The actual code to initialize the prediction is in the init method. The result of arguments parsing (again, just standard argparse) is in self.opts. There we initialize a namespace (commonly abbreviated as ns) with the name provided by --name. All the experiment-specific parameters and outputs should be placed there. The parameters are initialized in lines 17-20, and ns.reqparameter method is used. This method searches for already defined parameter with the specified name in currently available namespaces, and in case it isn’t found, creates it in the namespace ns according to the provided kwargs. So, if some of that parameters were already created by other module and the corresponding namespace is explicitly activated, those parameters will be reused. This makes possible to share parameters between different experiments.

Then we activate the created namespace (line 21) for a moment to create our GaussianPeakWithBackground computational block. All variables in it will be bound, and the previous reqparameter calls ensure that all the required names will be available during the binding procedure.

In lines 24-25 the edges of the histogram are computed, and array of integration orders is filled. We use the same order for all bins for simplicity.

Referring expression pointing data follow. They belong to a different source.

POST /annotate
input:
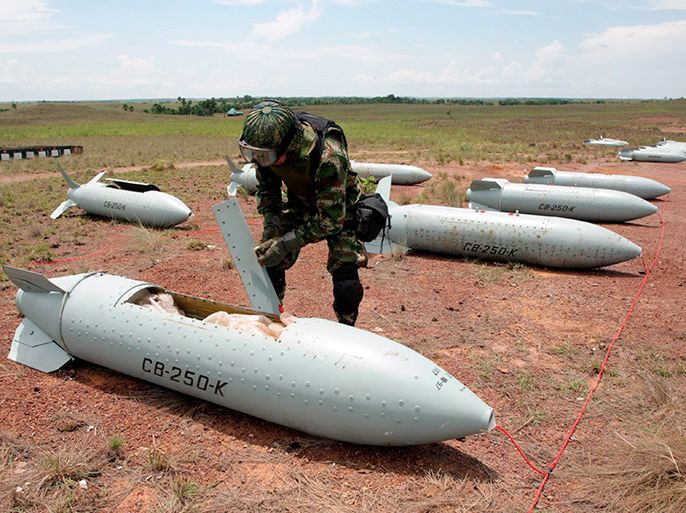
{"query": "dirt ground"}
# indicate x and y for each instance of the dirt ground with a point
(528, 341)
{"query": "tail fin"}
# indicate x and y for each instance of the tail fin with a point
(97, 177)
(240, 243)
(383, 188)
(71, 183)
(30, 281)
(381, 245)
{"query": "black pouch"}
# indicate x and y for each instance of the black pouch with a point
(370, 217)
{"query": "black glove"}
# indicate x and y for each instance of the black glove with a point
(272, 228)
(274, 251)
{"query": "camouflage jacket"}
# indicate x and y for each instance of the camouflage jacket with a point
(322, 199)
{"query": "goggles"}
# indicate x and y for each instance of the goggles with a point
(263, 157)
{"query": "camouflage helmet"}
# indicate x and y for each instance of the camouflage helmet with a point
(270, 124)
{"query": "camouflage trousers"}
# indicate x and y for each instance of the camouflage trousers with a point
(346, 255)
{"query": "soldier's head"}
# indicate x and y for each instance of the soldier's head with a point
(268, 131)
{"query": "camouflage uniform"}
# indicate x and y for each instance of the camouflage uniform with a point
(316, 206)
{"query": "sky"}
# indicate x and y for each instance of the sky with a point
(124, 49)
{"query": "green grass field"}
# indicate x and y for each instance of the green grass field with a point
(551, 134)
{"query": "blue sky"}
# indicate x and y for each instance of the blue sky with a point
(77, 49)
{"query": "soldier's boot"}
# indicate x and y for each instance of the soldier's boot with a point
(347, 293)
(278, 278)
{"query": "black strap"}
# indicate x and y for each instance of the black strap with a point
(321, 126)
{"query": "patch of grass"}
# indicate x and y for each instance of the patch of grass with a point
(160, 461)
(149, 242)
(196, 245)
(368, 184)
(162, 165)
(662, 371)
(41, 253)
(115, 443)
(184, 490)
(645, 474)
(440, 479)
(574, 385)
(398, 251)
(561, 349)
(68, 423)
(66, 467)
(525, 381)
(442, 190)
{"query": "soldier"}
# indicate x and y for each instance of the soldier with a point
(309, 155)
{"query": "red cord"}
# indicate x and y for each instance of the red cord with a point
(648, 270)
(70, 259)
(528, 461)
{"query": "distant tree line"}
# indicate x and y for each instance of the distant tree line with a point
(188, 108)
(544, 101)
(209, 107)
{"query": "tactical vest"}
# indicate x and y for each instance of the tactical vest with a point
(298, 174)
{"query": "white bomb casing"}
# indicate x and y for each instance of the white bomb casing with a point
(586, 204)
(538, 240)
(124, 200)
(645, 188)
(318, 377)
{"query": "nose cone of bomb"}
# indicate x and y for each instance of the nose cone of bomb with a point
(371, 390)
(626, 250)
(422, 175)
(660, 189)
(643, 209)
(177, 210)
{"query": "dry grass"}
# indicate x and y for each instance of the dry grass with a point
(49, 482)
(643, 475)
(148, 241)
(67, 466)
(643, 472)
(443, 190)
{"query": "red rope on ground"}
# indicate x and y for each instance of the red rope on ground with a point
(648, 271)
(70, 259)
(528, 461)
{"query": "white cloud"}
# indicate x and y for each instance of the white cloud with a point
(239, 3)
(518, 12)
(12, 72)
(63, 45)
(136, 65)
(287, 23)
(464, 3)
(24, 16)
(485, 4)
(545, 61)
(544, 69)
(254, 52)
(668, 5)
(638, 39)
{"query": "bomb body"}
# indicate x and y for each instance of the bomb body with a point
(586, 204)
(645, 188)
(125, 200)
(319, 377)
(538, 240)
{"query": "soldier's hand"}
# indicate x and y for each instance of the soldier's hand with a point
(274, 251)
(273, 227)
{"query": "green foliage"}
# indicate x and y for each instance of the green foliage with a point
(115, 443)
(184, 490)
(196, 245)
(526, 381)
(368, 184)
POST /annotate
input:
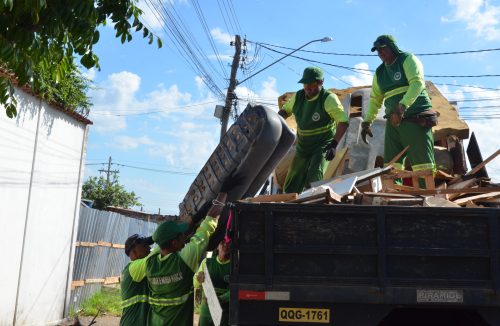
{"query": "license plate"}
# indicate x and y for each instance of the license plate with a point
(304, 315)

To actually fill the histogram, two more computational blocks are required. They all correspond to integration process. As for now, only Gauss-Legendre integration is implemented, so we’ll use GaussLegendre and GaussLegendreHist objects – the former provides points where the integrand should be computed, and sums the result with the corresponding Gauss-Legendre weights. They are also implemented in terms of transformations, so GaussLegendre provides transformation points with no inputs and one output x, while GaussLegendreHist provides transformation hist with one input f and output hist. To access them, the following syntax is used:

  • object.name returns transformation name of object. Alternatively, object.transformations dict-like object may be used, for example, to iterate the transformation;

  • transformation.name will give access to input or output named name of the transformation. If there is input and output with the same name, it will raise an exception. In this case more qualified access is required: transformation.inputs.name or transformation.outputs.name. Again, inputs and outputs are dict-like objects and may be used for iteration.

It worth noting, that the mentioned dict-like objects allow also index-based and attribute-based access.

Those accessors are generally used to connect input and outputs:

  • the basic syntax is just __call__: inp(out) will make out source of values for inp. Alternatively, you can write inp.connect(out).

  • as a shorthand, as out you can pass not only object returned by obj.transformation.outputs.name but any single-outputed object: obj.transformation.outputs or obj.transformation if the transformation has only one output, or even obj itself it is explicitly derived from GNASingleObject and its transformation has only one output.

  • another shorthand is to connect all inputs of transformation1 to outputs of transformation2: transformation1.inputs(transformation2). The count of inputs/outputs should be the same. Only order is important, no name checking is performed.

That’s what is used in lines 28 and 30 – points from integrator are passed to the rate calculator (output integrator.points.x is connected to input model.rate.E), and the calculated rate is passed for summation into histogram (output model.rate.rate is connected to input hist.hist.f).

The final output of our computations is stored into namespace as an observable. The function ns.addobservable will check, if there is no free inputs in the whole subgraph, leading to the provided output and will make it accessible for future use under the given name inside the namespace ns.

As an example try to implement the exponential background distribution with a Gaussian peak.